The branch has an entry plaza with bench seating and a special “branch chair” made by Thos. Moser, reminiscent of the chairs Carrère and Hastings designed for the 42nd Street Library in 1907 which are still in use at the Stephen A. Schwarzman Building.
The new branch features a permanent public artwork by Mark Reigelmän, commissioned as part of the city’s Department of Cultural Affairs’ Percent for Art program. Titled “Curiouser,” the piece consists of small metal sculptures ranging from keys to cats and is meant to represent the essence of important literary items and stories, according to a press release.
The Charleston branch is the second new location to open on Staten Island within the last 10 years; the Mariners Harbor Library opened in December 2013. Port Richmond’s library, located within a historic Carnegie building constructed in 1905, is currently undergoing a full renovation to modernize its infrastructure and interior design and is expected to reopen in fall 2023.
“The opening of the Charleston Library symbolizes an important moment in the history of The New York Public Library and the city we serve—representing a time of growth and renewal after extraordinary challenges,” Anthony W. Marx, president of NYPL, said.
“Libraries are singularly equipped to provide New York City’s communities with spaces that foster connection and collaboration. As we enter a new chapter following a period of so much uncertainty and isolation, this beautiful new library—with its dedicated and knowledgeable staff and vital resources—will reinforce the support and inspiration that New Yorkers need and deserve.”

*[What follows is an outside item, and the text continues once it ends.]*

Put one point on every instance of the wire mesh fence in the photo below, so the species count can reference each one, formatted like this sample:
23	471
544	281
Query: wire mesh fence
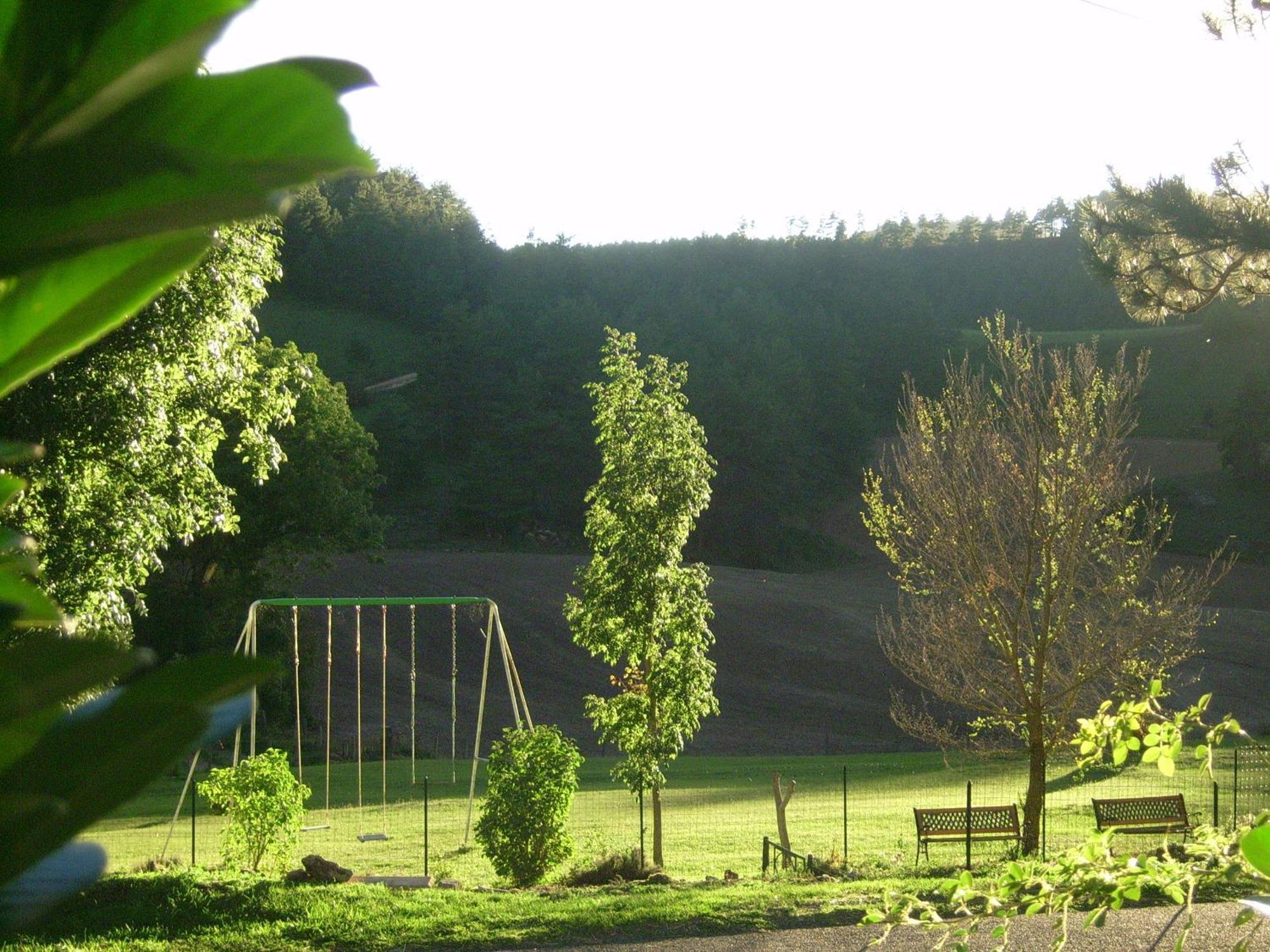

In June 2021, the NYPL opened a new central circulating branch in Midtown, Manhattan that features a public rooftop terrace, which as of its creation was the first of its kind in the city.
In October 2021, the Brooklyn Public Library opened a new branch under the Manhattan Bridge in Dumbo, the first new library built in the borough for almost 40 years. It features scenic views of the East River and lower Manhattan’s skyline.